03Which is the better long-term investment — WEX or PAYO?
Over the past 5 years, WEX Inc.
(WEX) delivered a total return of -26. 5%, compared to -49. 8% for Payoneer Global Inc. (PAYO). Over 10 years, the gap is even starker: WEX returned +60. 9% versus PAYO's -47. 7%. Past returns do not guarantee future results, and the stock with the higher historical return may already have its best growth priced in.
04Which is safer — WEX or PAYO?
By beta (market sensitivity over 5 years), WEX Inc.
(WEX) is the lower-risk stock at 1. 16β versus Payoneer Global Inc. 's 1. 65β — meaning PAYO is approximately 42% more volatile than WEX relative to the S&P 500. On balance sheet safety, Payoneer Global Inc. (PAYO) carries a lower debt/equity ratio of 10% versus 4% for WEX Inc. — giving it more financial flexibility in a downturn.
05Which is growing faster — WEX or PAYO?
By revenue growth (latest reported year), Payoneer Global Inc.
(PAYO) is pulling ahead at 7. 7% versus 1. 2% for WEX Inc. (WEX). On earnings-per-share growth, the picture is similar: WEX Inc. grew EPS 12. 9% year-over-year, compared to -38. 7% for Payoneer Global Inc.. Over a 3-year CAGR, PAYO leads at 18. 8% annualised revenue growth. Higher growth typically commands a higher valuation multiple — check whether the premium P/E or P/S is justified by the growth rate using the PEG ratio.
06Which has better profit margins — WEX or PAYO?
WEX Inc.
(WEX) is the more profitable company, earning 11. 4% net margin versus 7. 0% for Payoneer Global Inc. — meaning it keeps 11. 4% of every revenue dollar as bottom-line profit. Operating margin tells a similar story: WEX leads at 25. 4% versus 11. 8% for PAYO. At the gross margin level — before operating expenses — PAYO leads at 78. 1%, reflecting greater pricing power or product mix advantage. Stronger margins indicate durable pricing power, lower cost of revenue, or higher mix of software/services. They are one of the clearest signs of business quality.
07Is WEX or PAYO more undervalued right now?
On forward earnings alone, WEX Inc.
(WEX) trades at 7. 4x forward P/E versus 20. 4x for Payoneer Global Inc. — 13. 0x cheaper on a one-year earnings basis. Analyst consensus price targets imply the most upside for PAYO: 48. 2% to $7. 50.
08Which pays a better dividend — WEX or PAYO?
None of the stocks in this comparison currently pay a material dividend.
All are effectively zero-yield and should be held for capital appreciation rather than income.
09Is WEX or PAYO better for a retirement portfolio?
For long-horizon retirement investors, WEX Inc.

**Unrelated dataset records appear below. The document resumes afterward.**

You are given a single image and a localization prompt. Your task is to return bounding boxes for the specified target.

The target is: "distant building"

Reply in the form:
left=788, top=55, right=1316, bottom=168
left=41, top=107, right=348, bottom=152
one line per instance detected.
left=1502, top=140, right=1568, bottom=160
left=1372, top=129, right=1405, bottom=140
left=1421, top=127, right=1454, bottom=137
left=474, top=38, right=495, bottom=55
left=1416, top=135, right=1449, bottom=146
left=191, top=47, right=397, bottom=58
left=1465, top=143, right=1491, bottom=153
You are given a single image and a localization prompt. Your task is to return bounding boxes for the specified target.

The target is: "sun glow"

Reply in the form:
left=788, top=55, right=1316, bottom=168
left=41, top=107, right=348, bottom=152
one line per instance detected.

(WEX) is the stronger choice — it scores higher on the combination of lower volatility, dividend reliability, and long-term compounding (low volatility (β 1. 16)). Payoneer Global Inc. (PAYO) carries a higher beta of 1. 65 — meaning larger drawdowns in market downturns, which matters significantly when you cannot wait years for a recovery. Both have compounded well over 10 years (WEX: +60. 9%, PAYO: -47. 7%), confirming both are viable long-term holds — but the lower-volatility option typically results in less emotional selling during corrections. Retirement portfolios generally favour predictability over maximum returns. Consult a financial advisor before making allocation decisions.
10What are the main differences between WEX and PAYO?
Both stocks operate in the Technology sector, making this a peer-level intra-sector comparison — the same macro tailwinds and headwinds will affect both.
In terms of investment character: WEX is a small-cap deep-value stock; PAYO is a small-cap quality compounder stock. These fundamental differences mean investors should not choose between them on a single metric — the "better stock" depends entirely on which of these characteristics aligns with your investment strategy.